Engaging with communities

There is consensus among the ad professionals we speak to that a lack of diverse leadership can also account for the lack of genuine engagement with the communities they wish to depict in their ads – and that this results in groups left untargeted, their needs unmet.

“I think about my grandmother,“ says Ahmed. “There are so many women like her who came to this country and don’t speak English, but she still watches TV, she still sees the billboards. We need to ask ourselves how we are serving these people. That would allow us to be a lot more integrated into these communities.”

According to Singh, this should be enough to encourage agencies to diversify their talent pool, as it would allow them to work into untapped markets. “If they can’t see the moral imperative in making agencies more diverse, then they could at least see the business imperative.”

It doesn’t escape his notice, however, that a lot of noise about wanting to be diverse is made by agencies based in London boroughs like Shoreditch, which rarely look past their own front door.

“These trendy ad agencies are on the borders of Tower Hamlets, one of the most ethnically diverse areas in England as well as one of the most socially and economically deprived. So it’s all well and good agencies asking how they get more multicultural faces on screen, but if you’re not engaging with the people in your own area and inviting them into this incredibly attractive world you’re building, then in my view you are failing.”

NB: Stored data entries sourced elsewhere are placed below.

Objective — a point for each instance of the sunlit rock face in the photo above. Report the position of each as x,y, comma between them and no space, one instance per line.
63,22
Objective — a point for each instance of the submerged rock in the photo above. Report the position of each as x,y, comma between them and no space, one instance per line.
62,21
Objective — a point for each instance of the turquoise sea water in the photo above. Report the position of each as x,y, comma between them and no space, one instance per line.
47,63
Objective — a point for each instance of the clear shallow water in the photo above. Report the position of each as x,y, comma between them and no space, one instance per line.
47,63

Kapoor says that on the EA Games shoot, Quaiser, the young boy who starred, wanted to get more involved with production. He’s now set to take up multiple production placements within the industry. Kapoor says this is just another example of how the industry could help to elevate young people from ethnic minority backgrounds and, in turn, bring themselves more into contact with diverse communities.

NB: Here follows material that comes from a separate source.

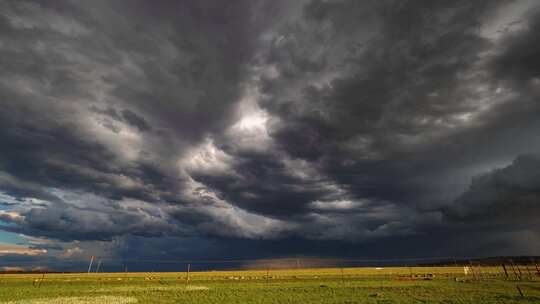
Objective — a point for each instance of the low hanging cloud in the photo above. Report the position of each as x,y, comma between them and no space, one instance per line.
316,123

“There are plenty of kids to take a chance on and the industry has done it before with plenty of wealthy, middle-class white people who take up roles through their parents or aunts and uncles and through nepotism.“

He concludes that this perpetuates the rich, white middle-class environment within agencies, which is in turn reflected in the ads they created.“We now need to focus on creating a safe space where Black and Brown people can come into work and see people who look and talk like them.”